Remet en scène ceux qui, parmi ses voisins d’alors, l’ont
particulièrement marqués. Il leur brosse le portrait. Les suit dans
leurs pérégrinations et, ce faisant, retrouve un quartier que la
rénovation urbaine a défiguré. Quand il y retourne, il ne peut désormais
y croiser que fantômes et revenants. Mais ce sont eux qui donnent vie à
son texte.
« Les nuits où je n’ai rien à faire ni personne à qui parler, ils
viennent s’asseoir près de moi comme des anges et partagent ma veille.
Et j’ai un moyen magique pour les appeler. Je prends la plume ou je
frappe simplement les touches de ma machine. Alors, dociles, tous
apparaissent. »
Il y a là Séraphin qui poinçonne les tickets dans le métro, Savvas,
le frère du concierge qui fait escale dans l’immeuble entre deux voyages
en mer, la femme du général qui vient de perdre son mari, le prof de
gym qui apprécie les salles obscures pour s’approcher des lycéens,
Clémence, l’infirmière vive et discrète et quelques autres encore.
Koumandarèas maîtrise l’art du portrait et parvient, en quelques pages, à
donner corps et épaisseur à ces êtres qui continuent de l’accompagner.
« Ce que je cherche, c’est certaines présences, l’innocence d’une
époque disparue, bonne ou mauvaise, que l’on commémore aujourd’hui. Car
nous avons souffert depuis, et bien des rêves sont tombés en cendres. »
Il n’éprouve pas de nostalgie. La Grèce de ces années qui le voient
sauter de l’adolescence à l’âge adulte sortait à peine de l’occupation
allemande et entrait dans une guerre civile où s’affrontaient les forces
gouvernementales du général Papàgos et l’armée démocratique issue de la
résistance. Ces événements apparaissent évidemment dans le livre.

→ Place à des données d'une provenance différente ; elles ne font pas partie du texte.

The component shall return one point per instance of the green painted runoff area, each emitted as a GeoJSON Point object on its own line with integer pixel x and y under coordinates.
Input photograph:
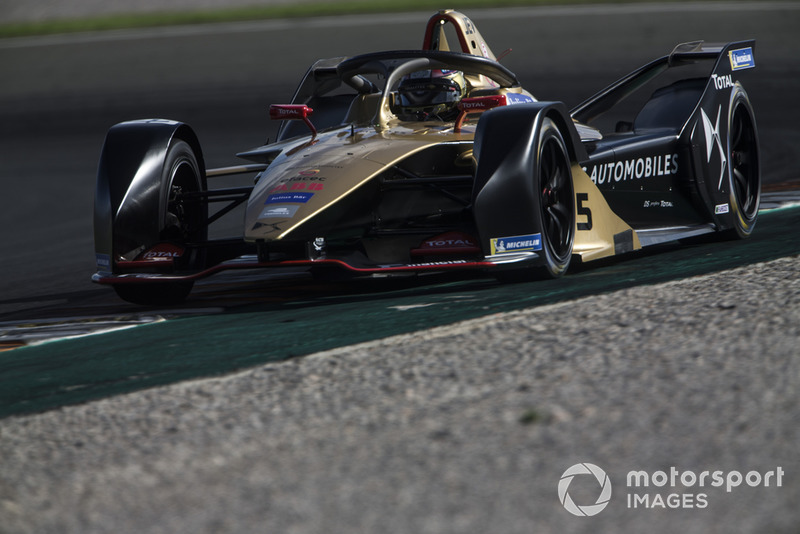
{"type": "Point", "coordinates": [44, 377]}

Discrètement, avec la subtilité de qui sait dire ce qu’il pense sans
jouer au prosélyte. Le sommet de l’ouvrage se trouve être le récit « La
Juive ». C’est également le plus long. Un vrai joyau où la douceur
terriblement efficace de Koumandarèas atteint son apogée. Tout y est
suggéré de la complexité des êtres, de leur ambivalence, de leurs
désirs, de leurs attirances sexuelles, de leur façon de passer souvent à
côté, à force de tergiversation et d’un curieux manque de légèreté.
Dans la chronologie de l’œuvre de Mènis Koumandarèas, Mauvais anges, qui était jusqu’alors inédit en français, se place entre La Femme du métro et Le Beau Capitaine
(disponibles chez le même éditeur). Ce sont les trois livres majeurs de
l’écrivain qui a connu une fin tragique puisqu’il est mort assassiné,
chez lui à Athènes, le 6 décembre 2014. Peut-être même (comme le laisse à
penser cet article) par l'un de ces mauvais anges qu'il lui arrivait de fréquenter.
Mènis Koumandarèas : Mauvais Anges, traduit et présenté par Michel Volkovitch, Quidam éditeur.